Сугробы на улицах, через которые с трудом пробивалась полуторка; мёртвые трамваи, троллейбусы, беспомощно стоящие на своих путях, застигнутые артналётом или бомбёжкой во время маршрута — из-за повреждений вылетели стёкла, разлетелись двери, порвались и скрутились зловещими спиралями провода, — умершие на своём посту стоя, как умирали и доблестные защитники города. И ко всему этому полное безлюдье. Впрочем, нет, вот и люди. На тротуаре, в сугробе, на санках лежит завёрнутый в какое-то одеяло труп, кажется, старика. Около него никого, наверно, не довезли до кладбища, ведь в Ленинграде сейчас хоронили так. Не хватило сил, вот и оставили его, где пришлось. На следующей улице ещё труп — этот сидит, прислонившись к фундаменту дома, видно, шёл, ослабел, присел отдохнуть, да так больше и не поднялся.

Когда по Литейному мосту переезжали Неву, то около него заметили очередь людей, копошившихся на льду. Долго присматривались к ним, так и не смогли понять, что они там делают, подумали, что пытаются ловить рыбу.

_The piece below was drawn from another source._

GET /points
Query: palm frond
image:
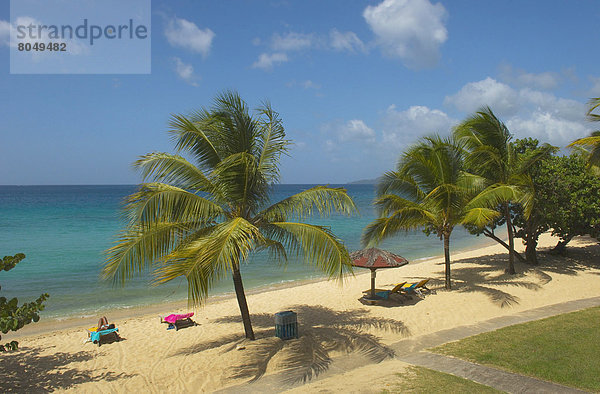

И только уже потом от раненого лейтенанта, возвращавшегося из госпиталя в свою часть и подсаженного ими по дороге на одном из КПП, Борис и Перов узнали, что таким образом ленинградцы добывают себе питьевую воду: черпают из проруби кружками, кастрюльками и даже просто разливательными ложками. Наливают в кастрюлю побольше, поставленную на какую-нибудь картонку или фанерку, и везут домой, иногда за несколько километров.

— Кое-что и довозят, — с горечью сказал лейтенант, — нести в руках нет сил, санок заблаговременно не купили, колодцев во дворах до войны вырыть не догадались, — уже зло закончил он.